Philip Thornton / Independent U.K. – 2004-06-28 11:38:52
(26 June 2004) — The safety of a controversial oil pipeline being built by one of Britain’s largest companies has been jeopardised by cost-cutting, incompetence and shoddy workmanship by contractors, whistleblowers have reported.
Former senior workers have revealed a catalogue of failures they say could lead to a major oil leak that would devastate one of the world’s most environmentally sensitive areas. A dossier including their evidence, seen by The Independent, indicates BP’s contractors and sub-contractors are cutting corners to get the job completed on time.
The whistleblowers, qualified professionals, say BP made a major mistake in handing control of the section of the 1,000-mile pipeline through Turkey to a government-owned company, Botas, on a fixed-price contract. The full line runs from the Caspian Sea to the Turkish Mediterranean port of Ceyhan.
The project ran into opposition from civil rights and environmental groups when BTC, the 11-member consortium led by BP, sought funding from public bodies such as the World Bank and the UK’s Export Credit Guarantee Department (ECGD). Opponents said the pipeline, which would be driven through some of the world’s most earthquake-prone and conflict-ridden areas, would wreak environmental, social and economic havoc. A spokesman for the ECGD said the department believed it had made a full assessment of the project before it decided to support it.
Whistleblowers Sound Alarm
The whistleblowers’ statements, which will be given to the MPs next month, say that:
• builders cut off villages’ water supplies, flooded farmland and allowed oil leaks;
• there were insufficient checks for the risk of the pipe buckling in earthquake zones;
• crucial welding work often failed inspections;
• those who complained were sacked or made to leave;
• workers handled toxic coating materials without proper health and safety equipment.
Dennis Adams, a senior engineer who quit after six weeks after not being paid, said the contractors’ work was disorganised and mismanaged. Pipes were left exposed for longer than specifications allowed and trenches were filled with materials that might allow uncontrolled movement of the pipes. “Safety violations were occurring at all times, including workers in deep unprotected and unstable areas,” he said.
“I don’t have much hope for the future integrity or proper maintenance and operation of a pipeline of this size and importance being primarily sponsored by one of the largest petroleum companies in the world. It is quite obvious that [BP] are not in control of the Turkish section of this pipeline.”
‘This Project Is A Complete Mess-up’
Another manager, who asked not to be named, said he was removed from his job after he raised concerns over the way the project was being managed. “I have over 20 years’ pipeline experience and this project is unique. It’s a complete mess-up. No one wants this on their CV. It’s an embarrassment.”
Documents were not properly kept and problems with inspections and the quality of the work being done were covered up. “Everything is done badly,” he said. “I believe at this stage that quality issues – health, safety, environment – will be substantially affected.”

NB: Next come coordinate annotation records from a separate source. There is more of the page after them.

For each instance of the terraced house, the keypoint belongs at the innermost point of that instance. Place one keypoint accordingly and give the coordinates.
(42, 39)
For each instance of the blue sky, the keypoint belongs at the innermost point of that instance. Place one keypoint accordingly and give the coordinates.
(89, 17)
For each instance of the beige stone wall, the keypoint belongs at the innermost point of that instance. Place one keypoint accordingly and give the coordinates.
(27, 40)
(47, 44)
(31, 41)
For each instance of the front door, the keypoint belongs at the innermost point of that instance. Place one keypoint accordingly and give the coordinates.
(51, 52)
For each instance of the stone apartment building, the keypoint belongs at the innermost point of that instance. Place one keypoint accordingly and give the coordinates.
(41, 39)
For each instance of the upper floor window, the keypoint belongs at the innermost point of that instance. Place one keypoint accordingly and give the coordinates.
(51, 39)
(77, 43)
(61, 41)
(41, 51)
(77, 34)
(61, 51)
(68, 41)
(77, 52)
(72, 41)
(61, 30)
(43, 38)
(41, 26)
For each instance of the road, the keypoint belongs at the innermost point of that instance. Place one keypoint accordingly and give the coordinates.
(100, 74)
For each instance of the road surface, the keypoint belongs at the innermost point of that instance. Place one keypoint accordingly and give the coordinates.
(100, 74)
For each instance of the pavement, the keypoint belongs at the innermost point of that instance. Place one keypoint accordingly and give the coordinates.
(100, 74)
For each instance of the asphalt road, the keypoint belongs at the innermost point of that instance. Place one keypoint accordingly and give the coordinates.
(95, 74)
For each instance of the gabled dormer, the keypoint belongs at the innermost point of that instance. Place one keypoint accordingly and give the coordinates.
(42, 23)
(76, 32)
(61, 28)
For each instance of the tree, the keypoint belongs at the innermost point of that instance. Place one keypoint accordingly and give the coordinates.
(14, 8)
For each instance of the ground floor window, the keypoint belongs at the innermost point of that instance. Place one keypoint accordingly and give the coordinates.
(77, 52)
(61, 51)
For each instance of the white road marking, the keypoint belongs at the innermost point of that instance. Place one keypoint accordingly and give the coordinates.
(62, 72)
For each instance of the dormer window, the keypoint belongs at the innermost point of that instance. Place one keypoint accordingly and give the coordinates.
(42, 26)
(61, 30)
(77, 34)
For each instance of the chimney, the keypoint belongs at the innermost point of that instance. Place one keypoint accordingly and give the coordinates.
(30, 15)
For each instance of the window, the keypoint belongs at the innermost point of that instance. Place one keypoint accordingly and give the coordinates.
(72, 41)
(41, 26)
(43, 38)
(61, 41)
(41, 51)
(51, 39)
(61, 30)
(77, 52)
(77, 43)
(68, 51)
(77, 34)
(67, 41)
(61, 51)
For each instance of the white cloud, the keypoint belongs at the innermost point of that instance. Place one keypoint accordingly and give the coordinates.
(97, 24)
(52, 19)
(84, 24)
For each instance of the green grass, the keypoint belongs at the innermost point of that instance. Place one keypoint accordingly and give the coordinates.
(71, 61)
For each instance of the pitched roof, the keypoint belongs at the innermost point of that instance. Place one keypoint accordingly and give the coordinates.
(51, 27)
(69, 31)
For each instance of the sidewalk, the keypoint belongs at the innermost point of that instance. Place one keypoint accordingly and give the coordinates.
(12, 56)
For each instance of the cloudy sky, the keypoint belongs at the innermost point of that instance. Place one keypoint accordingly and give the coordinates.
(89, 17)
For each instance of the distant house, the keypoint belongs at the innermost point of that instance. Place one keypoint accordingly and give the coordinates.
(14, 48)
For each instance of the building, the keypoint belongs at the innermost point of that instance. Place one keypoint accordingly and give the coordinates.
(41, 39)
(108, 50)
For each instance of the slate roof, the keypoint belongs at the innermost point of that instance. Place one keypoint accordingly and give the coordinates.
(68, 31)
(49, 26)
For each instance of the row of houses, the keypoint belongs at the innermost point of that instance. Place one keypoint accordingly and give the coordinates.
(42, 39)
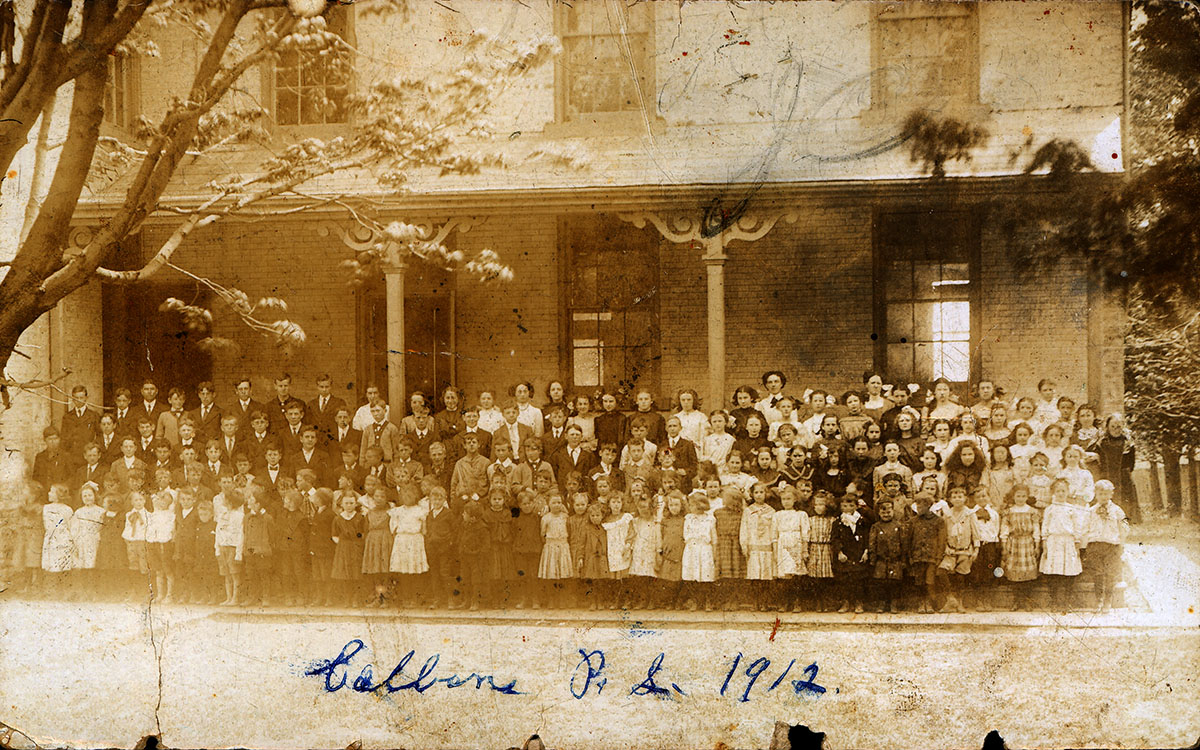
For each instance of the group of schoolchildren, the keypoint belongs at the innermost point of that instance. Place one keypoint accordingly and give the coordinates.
(778, 503)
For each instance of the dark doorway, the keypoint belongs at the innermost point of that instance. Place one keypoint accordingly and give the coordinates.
(143, 341)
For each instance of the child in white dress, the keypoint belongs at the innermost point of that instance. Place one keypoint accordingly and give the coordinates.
(790, 532)
(699, 539)
(645, 540)
(1061, 539)
(85, 526)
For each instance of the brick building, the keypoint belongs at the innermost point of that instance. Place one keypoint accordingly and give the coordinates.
(843, 258)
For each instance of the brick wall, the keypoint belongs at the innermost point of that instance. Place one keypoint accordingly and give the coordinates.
(291, 261)
(799, 300)
(508, 331)
(1035, 324)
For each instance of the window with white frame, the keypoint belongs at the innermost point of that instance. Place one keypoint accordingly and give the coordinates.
(606, 70)
(924, 271)
(611, 304)
(311, 85)
(120, 91)
(925, 52)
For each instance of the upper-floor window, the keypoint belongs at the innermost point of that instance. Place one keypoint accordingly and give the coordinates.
(606, 71)
(611, 304)
(925, 295)
(120, 91)
(925, 53)
(311, 85)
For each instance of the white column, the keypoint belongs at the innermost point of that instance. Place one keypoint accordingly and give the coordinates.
(397, 395)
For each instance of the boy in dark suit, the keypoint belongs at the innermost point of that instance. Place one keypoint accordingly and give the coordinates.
(573, 456)
(81, 424)
(277, 408)
(93, 468)
(323, 409)
(471, 426)
(343, 436)
(150, 406)
(125, 421)
(683, 450)
(208, 415)
(108, 441)
(52, 466)
(311, 457)
(553, 437)
(245, 406)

Colynn Burrell, an American with 35 years’ experience, said he was dismissed after 10 weeks working at the Ceyhan terminal for highlighting major design problems. He complained about a problem with the drainage system that meant toxins flowed straight into the ground.

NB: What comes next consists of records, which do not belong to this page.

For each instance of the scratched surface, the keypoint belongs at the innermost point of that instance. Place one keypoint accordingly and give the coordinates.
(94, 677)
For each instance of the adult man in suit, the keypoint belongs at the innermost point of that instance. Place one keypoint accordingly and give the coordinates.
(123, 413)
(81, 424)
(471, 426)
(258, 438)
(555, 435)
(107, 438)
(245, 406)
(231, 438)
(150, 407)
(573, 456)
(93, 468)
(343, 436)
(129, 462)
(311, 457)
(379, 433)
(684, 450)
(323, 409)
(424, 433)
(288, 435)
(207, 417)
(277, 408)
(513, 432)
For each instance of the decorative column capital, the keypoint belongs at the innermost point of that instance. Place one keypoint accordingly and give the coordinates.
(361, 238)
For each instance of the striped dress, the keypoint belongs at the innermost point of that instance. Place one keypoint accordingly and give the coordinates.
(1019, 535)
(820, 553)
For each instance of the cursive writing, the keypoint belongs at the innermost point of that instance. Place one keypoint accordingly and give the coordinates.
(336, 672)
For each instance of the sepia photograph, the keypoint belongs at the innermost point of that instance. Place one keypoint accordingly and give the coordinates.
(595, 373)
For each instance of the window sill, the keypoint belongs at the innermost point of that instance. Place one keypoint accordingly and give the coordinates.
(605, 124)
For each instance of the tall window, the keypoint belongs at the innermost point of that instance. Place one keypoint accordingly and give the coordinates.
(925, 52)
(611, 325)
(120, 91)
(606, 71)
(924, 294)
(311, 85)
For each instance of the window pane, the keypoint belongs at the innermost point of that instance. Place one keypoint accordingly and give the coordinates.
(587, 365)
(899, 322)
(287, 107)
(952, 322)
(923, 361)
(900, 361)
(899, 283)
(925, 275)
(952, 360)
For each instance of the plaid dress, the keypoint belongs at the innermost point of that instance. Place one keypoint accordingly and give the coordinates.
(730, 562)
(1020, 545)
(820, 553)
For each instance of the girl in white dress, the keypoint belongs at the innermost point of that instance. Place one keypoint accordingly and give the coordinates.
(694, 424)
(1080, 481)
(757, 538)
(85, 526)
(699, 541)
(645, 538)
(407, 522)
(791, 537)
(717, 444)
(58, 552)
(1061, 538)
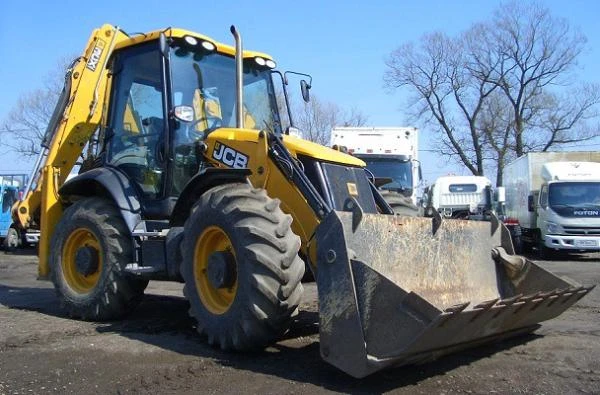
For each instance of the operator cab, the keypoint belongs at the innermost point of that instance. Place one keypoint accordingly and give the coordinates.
(162, 107)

“I insisted on getting the subcontractor to seal the perforations at the bottom of the pipe to create a channel. The manager said it was expensive.” Mr Burrell said he was told at one point that all pipe welding was being failed by inspectors; the normal failure rate was 6 percent.
Mike Morley, a Briton who was sacked as a weld-coatings inspector, said “numerous” welds had to be redone; many others had been laid before inspection. Even when inspections did take place, the results were not filed.

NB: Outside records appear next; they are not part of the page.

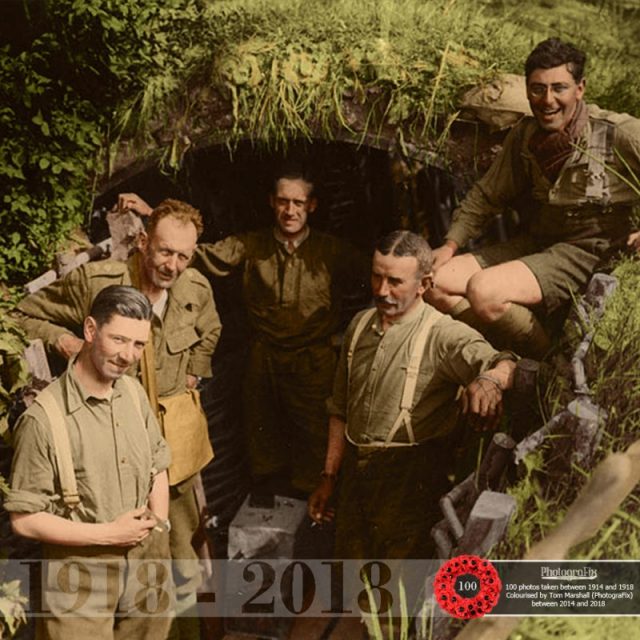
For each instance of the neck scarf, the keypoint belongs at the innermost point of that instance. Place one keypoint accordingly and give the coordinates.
(551, 149)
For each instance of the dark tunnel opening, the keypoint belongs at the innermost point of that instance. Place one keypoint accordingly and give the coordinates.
(362, 192)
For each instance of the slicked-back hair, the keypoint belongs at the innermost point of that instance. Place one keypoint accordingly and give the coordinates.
(402, 243)
(120, 300)
(178, 210)
(293, 170)
(553, 52)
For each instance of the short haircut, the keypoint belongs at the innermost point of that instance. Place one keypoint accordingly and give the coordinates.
(294, 170)
(403, 243)
(120, 300)
(178, 210)
(553, 52)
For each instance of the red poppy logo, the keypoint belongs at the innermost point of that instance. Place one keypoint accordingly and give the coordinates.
(467, 587)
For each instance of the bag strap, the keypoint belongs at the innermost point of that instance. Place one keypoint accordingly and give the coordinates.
(62, 448)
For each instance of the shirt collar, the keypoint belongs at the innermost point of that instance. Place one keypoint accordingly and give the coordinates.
(283, 240)
(75, 394)
(407, 318)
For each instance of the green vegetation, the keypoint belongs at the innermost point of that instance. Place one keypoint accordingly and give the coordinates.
(161, 76)
(549, 484)
(102, 76)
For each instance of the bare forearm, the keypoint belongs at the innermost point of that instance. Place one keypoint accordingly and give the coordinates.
(503, 373)
(52, 529)
(126, 530)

The House of Commons Trade and Industry Committee has started an inquiry into the decision by the department to use taxpayers’ money to underwrite loans of $150m (£83m). Martin O’Neill, Committee chairman, said he would look at all allegations “without prejudice”. The ECGD has commissioned a new report into the pipeline, which is expected next month.
A spokesman for BP said last night: “We, along with Botas, will continue look at any serious allegations and if they are valid make sure they are put right.” He said Botas had pledged to maintain the highest health, safety, environment, labour and human rights standards and good international practices.
“Botas has an obligation and BTC [the consortium] expects that Botas’s construction techniques and testing regimes will ensure the pipeline will be laid safely and that it will operate safely in accordance with those standards,” he said. “Inevitably with construction projects of this size there are challenges, but BTC will continue to work with our partner to resolve them.”